The National School Boards Association asks the Biden administration for help dealing with escalating 'threats and violence' at school board meetings

Erin Snodgrass   

The National School Boards Association asks the Biden administration for help dealing with escalating 'threats and violence' at school board meetings
Politics3 min read
  • The National School Board Association asked the Biden administration for help dealing with increased threats.
  • School board meetings have become the epicenter of a culture war over the coronavirus in recent months.
  • The organization requested assistance from federal law enforcement agencies like the FBI and DOJ.

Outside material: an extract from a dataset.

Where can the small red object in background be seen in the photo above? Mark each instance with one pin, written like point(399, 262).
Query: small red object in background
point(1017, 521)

School board meetings across the country have grown so contentious in recent months, that the president of the National School Boards Association is asking the Biden administration to step in and provide assistance in dealing with the increasing incidents of violence and intimidation.

"America's public schools and its education leaders are under an immediate threat," the governing body's president, Viola M. Garcia, and interim executive director, Chip Slaven, wrote in a letter addressed to the president on Wednesday.

The group requested assistance from federal law enforcement and said "immediate" help is necessary to protect students, educators, and school board members who have all become susceptible to acts of violence amid the politicization of the COVID-19 pandemic.

Community school board meetings, once under-attended staples of local government, have transformed into the epicenter of culture wars being waged over the coronavirus and critical race theory. Parents have threatened school board members, accosted fellow parents, and even stripped down to their underwear mid-meeting in an effort to make their voices heard.

"Local school board members want to hear from their communities on important issues," Garcia and Slaven wrote.

"However, there also must be safeguards in place to protect public schools and dedicated education leaders as they do their jobs," they added.

The group's letter cited instances of angry mobs of anti-mask parents descending upon meetings, as well as an incident in Virginia that resulted in an arrest after a school board discussion about critical race theory turned violent.

The academic movement, which suggests racism is built into American institutions, sparked a political firestorm over the summer, with several conservative-run states going so far as to pass legislation banning the framework from being used in schools. The outrage over critical race theory has also spread to school-board meetings as students returned to the classroom in the last two months.

In September, Insider's Ashley Collman spoke to seven teachers who teach in states where anti-CRT legislation has been passed or is being considered, and the educators said much of the conservative backlash to the college-level framework is overblown. Still, the teachers expressed fear that parents' misplaced anger could have a "chilling" effect on education.

The other hot-button issue that has been debated endlessly in school board meetings in recent weeks has been COVID mitigation methods in schools, like masks and vaccines. A growing movement of "parents' choice" advocates has fought hard against mask mandates in schools.

In their letter to Biden, the school board association requested a joint collaboration between federal law enforcement agencies and state and local law enforcement be undertaken to focus on tracking the threats, specifically asking for help from the FBI, Department of Homeland Security, the Department of Justice, and the Secret Service. The organization also asked the administration to have the US Postal Inspection service intervene against threatening letters and cyberbullying attacks.

"As these acts of malice, violence, and threats against public school officials have increased, the classification of these heinous actions could be the equivalent to a form of domestic terrorism and hate crimes," the letter said.

The White House on Thursday said the administration is investigating further steps it can take to keep public officials safe.

"Obviously, these threats to school board members is horrible; they're doing their jobs," spokesperson Jen Psaki said. "We're continuing to explore what more can be done across the administration but, again, a lot of this will be local law enforcement."